My first question is why she was tested. Are you trying to get her into a gifted program or were there other concerns?
If the program has a "cut off" score, and that's at issue, you'll want to ask about confidence intervals. The idea behind a confidence interval is that you get a single score (e.g. VCI 138) when you test that day, but you know that results would vary a bit if you tested the same child multiple days. The 95% confidence interval is a statistical projection of scores. The idea is that your child would have tested somewhere within that range on 95% of attempts. For another example, 3 points difference in the two FSIQ scores is probably well within the confidence interval and doesn't mean much of anything.
A great question to ask any time the assessor doesn't state it outright in the reports: In your professional opinion, is the FSIQ the best summary of her cognitive potential? Sometimes there's a significant discrepancy between the measures within the WISC-IV, and the FSIQ is not considered a good summary. I've seen reports where the school pysch says the highest subscore is a better measure for that reason, in particular. There are certain areas where I just defer to the expertise of the school psychologist, and this is one of them.
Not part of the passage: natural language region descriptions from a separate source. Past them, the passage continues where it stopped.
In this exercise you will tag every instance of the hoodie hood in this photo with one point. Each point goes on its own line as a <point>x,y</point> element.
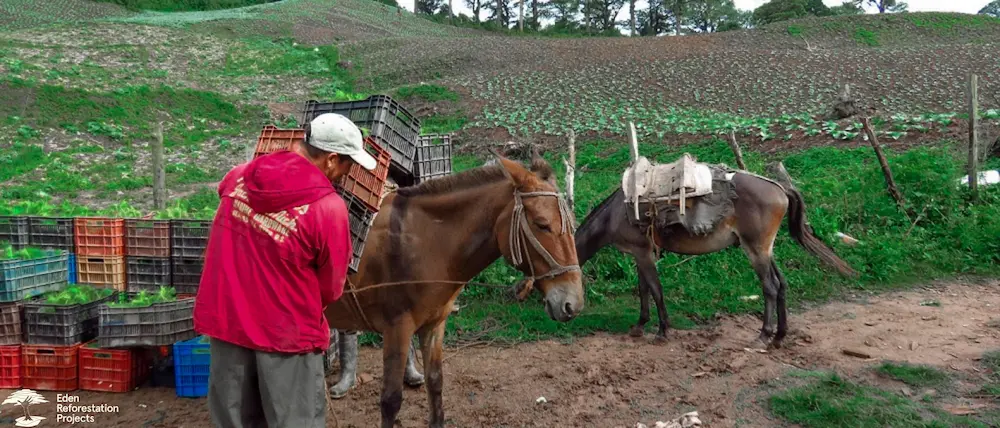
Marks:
<point>283,180</point>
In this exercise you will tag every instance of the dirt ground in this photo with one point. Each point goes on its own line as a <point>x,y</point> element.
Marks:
<point>614,380</point>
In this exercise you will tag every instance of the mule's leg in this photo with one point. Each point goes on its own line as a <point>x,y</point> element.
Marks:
<point>762,265</point>
<point>648,274</point>
<point>639,328</point>
<point>348,364</point>
<point>395,342</point>
<point>782,308</point>
<point>412,376</point>
<point>431,344</point>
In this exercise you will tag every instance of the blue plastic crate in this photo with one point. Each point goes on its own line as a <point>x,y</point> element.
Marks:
<point>72,269</point>
<point>191,367</point>
<point>22,279</point>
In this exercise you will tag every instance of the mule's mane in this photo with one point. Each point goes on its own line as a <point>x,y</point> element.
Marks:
<point>452,183</point>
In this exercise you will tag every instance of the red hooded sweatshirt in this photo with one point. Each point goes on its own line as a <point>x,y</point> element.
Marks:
<point>276,257</point>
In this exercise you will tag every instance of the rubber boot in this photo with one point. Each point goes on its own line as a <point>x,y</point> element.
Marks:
<point>412,377</point>
<point>348,364</point>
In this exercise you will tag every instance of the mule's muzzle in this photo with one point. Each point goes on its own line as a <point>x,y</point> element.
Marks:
<point>562,306</point>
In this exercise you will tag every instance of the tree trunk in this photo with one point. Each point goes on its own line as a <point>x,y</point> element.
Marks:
<point>159,171</point>
<point>631,14</point>
<point>520,16</point>
<point>534,15</point>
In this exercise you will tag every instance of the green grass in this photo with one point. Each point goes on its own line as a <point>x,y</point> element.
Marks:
<point>183,5</point>
<point>914,375</point>
<point>830,401</point>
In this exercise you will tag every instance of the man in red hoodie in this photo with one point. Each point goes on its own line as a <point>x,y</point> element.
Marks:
<point>277,256</point>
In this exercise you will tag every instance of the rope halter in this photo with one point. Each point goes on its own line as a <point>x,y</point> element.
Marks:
<point>521,235</point>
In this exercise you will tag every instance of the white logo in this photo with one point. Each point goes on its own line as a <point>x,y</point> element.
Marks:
<point>25,398</point>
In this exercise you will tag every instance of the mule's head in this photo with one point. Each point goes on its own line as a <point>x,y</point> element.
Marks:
<point>535,233</point>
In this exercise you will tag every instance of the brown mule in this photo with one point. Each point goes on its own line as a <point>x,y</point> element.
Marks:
<point>449,229</point>
<point>757,214</point>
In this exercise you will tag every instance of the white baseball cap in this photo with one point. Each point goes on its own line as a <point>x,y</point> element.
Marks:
<point>334,133</point>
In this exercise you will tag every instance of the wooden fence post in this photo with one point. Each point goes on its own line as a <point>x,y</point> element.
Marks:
<point>736,150</point>
<point>159,170</point>
<point>571,173</point>
<point>973,167</point>
<point>889,181</point>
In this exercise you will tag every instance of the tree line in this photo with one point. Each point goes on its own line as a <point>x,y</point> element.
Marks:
<point>659,17</point>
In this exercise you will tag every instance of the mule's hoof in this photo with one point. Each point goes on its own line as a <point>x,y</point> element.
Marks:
<point>414,380</point>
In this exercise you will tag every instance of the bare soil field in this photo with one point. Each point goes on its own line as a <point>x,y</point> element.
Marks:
<point>614,380</point>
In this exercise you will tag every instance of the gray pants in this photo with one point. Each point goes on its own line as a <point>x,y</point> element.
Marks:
<point>250,389</point>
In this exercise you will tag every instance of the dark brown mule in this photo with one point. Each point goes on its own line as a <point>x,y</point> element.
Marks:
<point>449,229</point>
<point>753,224</point>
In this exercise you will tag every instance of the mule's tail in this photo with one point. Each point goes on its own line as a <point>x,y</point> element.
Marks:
<point>803,234</point>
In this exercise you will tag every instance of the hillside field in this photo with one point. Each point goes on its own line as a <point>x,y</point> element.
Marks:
<point>84,84</point>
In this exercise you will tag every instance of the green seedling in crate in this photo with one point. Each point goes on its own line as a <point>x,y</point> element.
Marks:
<point>9,253</point>
<point>145,298</point>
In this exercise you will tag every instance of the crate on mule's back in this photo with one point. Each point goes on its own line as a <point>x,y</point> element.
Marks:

If the VCI and PRI switched in the past few years, that's probably because she's been doing more verbal work in the past few years than perceptual reasoning, which is hardly surprising. Some of the activities in this test are like things she does all the time in school, and she's more confident with those activities, that's all.
I'd be a little suspicious about a word reading score that's lower than both the pseudoword decoding (pure decoding of mostly nonsense words) and reading comprehension (of longer passages), but there's no reason that particular score should have any bearing on the discussion as far as I can tell. I'd put that one down to unfamiliar task as well. Teachers rarely hand a student a list of words in isolation and ask them to read the words out loud.
When we are testing for learning disabilities, we use these two assessments to look for unexplained underachievement: WIAT (achievement) scores that are significantly lower than the WISC (potential). Your daughter has the opposite phenomenon: measured achievement that is well above her measured potential. This is probably an indication of high motivation and quality education. Students with similar combinations and ranges of scores to this often grow up to be the most successful adults. There's a great deal in this world to be worried about, but I wouldn't spend too much time worrying about this kid.